黑西装,没打伞,他三十多岁,个子不算高,但肩很宽,袖管在雨水里洇成了更深的黑色。脸上的线条像是被布鲁克林的冷风削过——颧骨偏高,下頜宽而硬,眉骨上一道浅白的旧疤从左边眉峰一直拉到颧骨下方。这种脸年轻的时候大概很能惹事,现在只是沉默地站在雨里,头髮凌乱,被雨浇得往前塌了一綹,雨水顺著发梢往下淌,淋湿的肩膀纹丝不动。
他在墓园门口拦住裴晏。
“裴医生。”
裴晏停住。
“科斯塔家族,文森特·科斯塔,开枪的人。我的人听到的消息是,有人付了钱,数目不小。”
裴晏看著他,雨顺著两个人的脸往下淌。
“为什么?”
“不知道。只知道他们收了钱,要处理你。你一个心外科医生还能得罪什么人?只不过你救过的人有多少,你自己数过吗?什么人会花大价钱买你的命,你心里有数吗?”
裴晏默然,雨声填满墓园。
他看著墓园的铁门,雨落在肩头。
她挡在他面前。
她挡了一场谋杀。
他欠她的不是一条命,是他害死了她。
利亚姆的声音从雨里传过来。
“你现在的处境很危险。他们一次没杀掉你,可能会有第二次。我不知道你到底得罪了谁,但我知道怎么让人活下去。”他停了一下,“我需要医生,我需要一个能在子弹卡在脊柱旁边时手还不会抖的人。你救过我的命,我亲身体会过你高超的技能。你可以做奥谢帮的医生,专门处理枪伤、刀伤,不用上街,不用沾血。我的人不会问你是谁,只会记住你救过他们的命。作为交换,奥谢帮给你庇护。”
裴晏没有说话。
“你有证据吗?”
利亚姆沉默了一瞬:“没有,监控坏了,弹壳捡走了,证人不会出庭。”
“那你找我做什么?”
“我需要医生。你需要活路。”
裴晏看著他。“我不需要活路。我需要公道。”
“公道,呵呵,公道。”利亚姆他重复这个词,像在念一个已经死去的单词。
裴晏转身。
“裴医生。”
裴晏停住。
“你斗不过他们。”
裴晏没有回头,他把车缓缓开出墓园。
车头扎入跨布朗克斯高架桥那巨大的阴影。
这里再也没有上州的林荫感。头顶交错的高架像一头钢铁怪兽的肋骨,切断了最后一丝灰色的光。高架桥下,斑驳的涂鸦被渗下的雨水洇成一片骯脏的墨跡,漏水的生锈管道在阴影里嘶嘶作响,像是在嘲笑每一个路过这里的灵魂。

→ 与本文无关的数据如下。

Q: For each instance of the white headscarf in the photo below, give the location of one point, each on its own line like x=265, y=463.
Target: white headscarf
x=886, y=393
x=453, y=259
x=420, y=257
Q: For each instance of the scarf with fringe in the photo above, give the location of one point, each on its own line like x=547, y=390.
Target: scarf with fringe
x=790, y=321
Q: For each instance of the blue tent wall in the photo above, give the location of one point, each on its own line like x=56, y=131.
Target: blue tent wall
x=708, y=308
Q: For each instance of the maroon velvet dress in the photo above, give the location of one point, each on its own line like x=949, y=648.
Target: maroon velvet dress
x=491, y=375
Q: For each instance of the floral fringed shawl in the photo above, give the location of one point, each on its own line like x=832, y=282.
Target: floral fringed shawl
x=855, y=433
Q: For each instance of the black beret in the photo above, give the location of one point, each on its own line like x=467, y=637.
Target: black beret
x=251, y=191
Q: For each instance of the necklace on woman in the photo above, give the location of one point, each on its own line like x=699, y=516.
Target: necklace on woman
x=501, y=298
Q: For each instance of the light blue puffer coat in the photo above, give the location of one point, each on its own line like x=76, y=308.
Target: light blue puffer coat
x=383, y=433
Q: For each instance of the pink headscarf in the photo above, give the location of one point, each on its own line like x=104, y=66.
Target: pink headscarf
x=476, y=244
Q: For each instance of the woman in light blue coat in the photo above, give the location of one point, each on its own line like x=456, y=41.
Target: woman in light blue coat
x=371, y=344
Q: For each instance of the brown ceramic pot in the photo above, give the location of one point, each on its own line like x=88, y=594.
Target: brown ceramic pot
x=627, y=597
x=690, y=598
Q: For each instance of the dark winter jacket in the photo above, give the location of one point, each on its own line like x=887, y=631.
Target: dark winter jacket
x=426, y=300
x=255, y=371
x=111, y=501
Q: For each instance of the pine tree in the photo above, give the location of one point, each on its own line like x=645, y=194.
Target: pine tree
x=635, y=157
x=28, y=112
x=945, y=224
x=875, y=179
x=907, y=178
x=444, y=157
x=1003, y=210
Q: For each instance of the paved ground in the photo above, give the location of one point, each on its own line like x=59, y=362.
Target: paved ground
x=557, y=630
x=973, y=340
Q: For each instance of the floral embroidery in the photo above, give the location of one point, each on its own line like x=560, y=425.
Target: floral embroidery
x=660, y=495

几朵在赫金森河大道被带出来的、凋谢的紫菀花,此时正无力地落在布满机油的人行道上,被积水浸透,又被踩烂,在这片永远不见阳光的柏油路上,凌乱成泥。”
她咬过他肩膀的地方,那圈浅浅的牙印,现在像烙铁一样烫。
律师事务所的灯还亮著。走廊里那盆绿萝,叶子边缘发黄。他推开门,门玻璃上倒映出他惨白的脸。